Beech bark disease is a new threat affecting beech (Fagus grandifolia) trees in Canada’s hardwood and mixed forests. This disease is caused by a combination of an introduced beech scale insect (Cryptococcus fagisuga) from Europe, coupled with a nectria fungus. While the nectria fungus was likely native to North America, the introduced scale insect provides an opening to a new host tree for the fungus. The disease begins with many scales feeding on beech tree sap while they form a covering of white wooly wax over their body. Once the scales have opened wounds in the bark, the nectria fungus begins to colonize the bark, cambial layer, and sapwood of the tree. This stage of the disease produces cankers sometimes resulting in isolated tarry spots oozing from the bark and /or raised blisters and calluses on the outer bark covering much of the trunk.
Beech bark disease results in severe die-back in mature Beech trees, potentially creating a significant threat to wildlife, biodiversity, and sustainable forestry in Ontario.
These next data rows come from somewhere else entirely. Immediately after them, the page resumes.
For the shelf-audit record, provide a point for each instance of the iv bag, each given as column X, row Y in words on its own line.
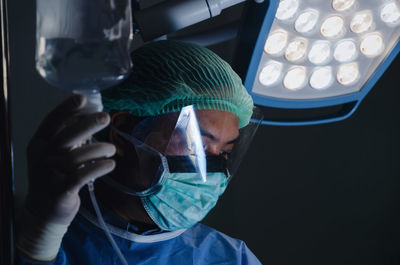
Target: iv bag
column 83, row 44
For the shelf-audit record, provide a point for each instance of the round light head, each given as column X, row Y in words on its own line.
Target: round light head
column 345, row 51
column 307, row 21
column 287, row 9
column 295, row 78
column 372, row 45
column 361, row 22
column 270, row 73
column 320, row 52
column 332, row 27
column 321, row 78
column 296, row 49
column 390, row 14
column 276, row 42
column 348, row 74
column 342, row 5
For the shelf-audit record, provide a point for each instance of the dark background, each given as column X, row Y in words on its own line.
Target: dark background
column 326, row 194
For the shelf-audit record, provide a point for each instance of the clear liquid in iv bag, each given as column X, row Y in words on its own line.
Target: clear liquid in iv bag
column 87, row 66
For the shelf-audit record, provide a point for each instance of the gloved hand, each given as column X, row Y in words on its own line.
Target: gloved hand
column 59, row 166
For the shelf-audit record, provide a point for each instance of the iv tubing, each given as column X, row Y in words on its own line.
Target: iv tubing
column 103, row 224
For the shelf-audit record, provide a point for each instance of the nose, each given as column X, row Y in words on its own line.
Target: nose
column 213, row 149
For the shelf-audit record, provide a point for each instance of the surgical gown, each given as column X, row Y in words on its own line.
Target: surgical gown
column 85, row 243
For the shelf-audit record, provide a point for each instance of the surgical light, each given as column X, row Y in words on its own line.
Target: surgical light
column 342, row 5
column 316, row 56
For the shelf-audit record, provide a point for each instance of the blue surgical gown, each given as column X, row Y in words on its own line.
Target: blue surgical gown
column 85, row 244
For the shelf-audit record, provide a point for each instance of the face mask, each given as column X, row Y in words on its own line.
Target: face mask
column 184, row 199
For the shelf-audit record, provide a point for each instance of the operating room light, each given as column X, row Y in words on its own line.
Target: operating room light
column 276, row 42
column 345, row 51
column 390, row 14
column 321, row 78
column 307, row 21
column 295, row 78
column 348, row 74
column 318, row 54
column 362, row 22
column 296, row 50
column 287, row 9
column 271, row 73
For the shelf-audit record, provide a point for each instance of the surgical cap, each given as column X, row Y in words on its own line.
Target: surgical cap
column 169, row 75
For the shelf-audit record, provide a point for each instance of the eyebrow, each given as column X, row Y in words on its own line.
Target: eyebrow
column 212, row 137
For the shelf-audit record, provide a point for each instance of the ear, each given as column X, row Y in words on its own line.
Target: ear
column 126, row 122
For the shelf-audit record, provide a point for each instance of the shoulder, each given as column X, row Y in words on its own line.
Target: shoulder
column 216, row 243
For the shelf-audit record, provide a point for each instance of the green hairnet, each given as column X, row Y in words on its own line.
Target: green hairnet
column 168, row 75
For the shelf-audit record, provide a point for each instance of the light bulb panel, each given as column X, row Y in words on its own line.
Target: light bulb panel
column 294, row 43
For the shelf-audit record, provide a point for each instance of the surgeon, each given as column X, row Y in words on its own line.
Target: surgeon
column 165, row 148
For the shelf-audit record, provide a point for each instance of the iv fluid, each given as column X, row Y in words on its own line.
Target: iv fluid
column 85, row 66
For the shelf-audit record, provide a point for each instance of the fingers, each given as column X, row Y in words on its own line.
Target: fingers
column 90, row 171
column 80, row 130
column 56, row 118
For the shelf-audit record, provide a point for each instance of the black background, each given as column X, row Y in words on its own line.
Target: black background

While this new disease poses a significant threat to Ontario’s majestic beech stands, not all beech are killed by the disease, and prevention on individual beech trees is possible.
After introduction of the beech scale insect to Nova Scotia in 1890, the nectria fungus began infecting wounds opened up by the insect. Beech bark disease is marching from east to west through the maritimes, Quebec, and throughout the northeastern United States including New York, Pennsylvania, Ohio, and Michigan. Recently, the disease has been identified in southern Ontario
Impacts of Beech Bark Disease
- Beech bark disease attacks mature trees over 8 inches in diameter, rather than small, more vigorous stems.
- Decreases the amount of forage trees for wildlife. The beechnuts are an important food source for wildlife, especially black bears.
- Severely weakens trees, exposing them to other stresses.
- Reduces the marketability or use in wood products.
How to identify Beech Bark Disease
- Mature beech scales are a soft bodied, wingless insect, 0.5 – 1.0 mm long.
- After feeding on the sap under the smooth beech bark, the scale is easily recognized by the covering of white wooly wax on their outer body.
- In fall, the fungal fruiting bodies can be seen as deep-red, lemon-shaped structures in the bark.
- Infection by the nectria fungus may also result in oozing from the bark.
- Tree crowns appear yellow and die back.
What You Can Do
- Learn how to properly identify the signs and symptoms of beech bark disease.
- Individual high-value ornamental beech trees can be controlled with commercially available products.
- Look for large, healthy individuals with no signs of disease within areas of high infection. These mature trees may be immune to the disease and can provide an excellent seed source for the next generation of beech bark disease resistant trees.
- Report all sightings to the Invading Species Hotline at 1-800-563-7711 or report a sighting online.
OFAH/OMNRF Invading Species Awareness Program. (2012). Beech Bark Disease. Retrieved from: www.invadingspecies.com.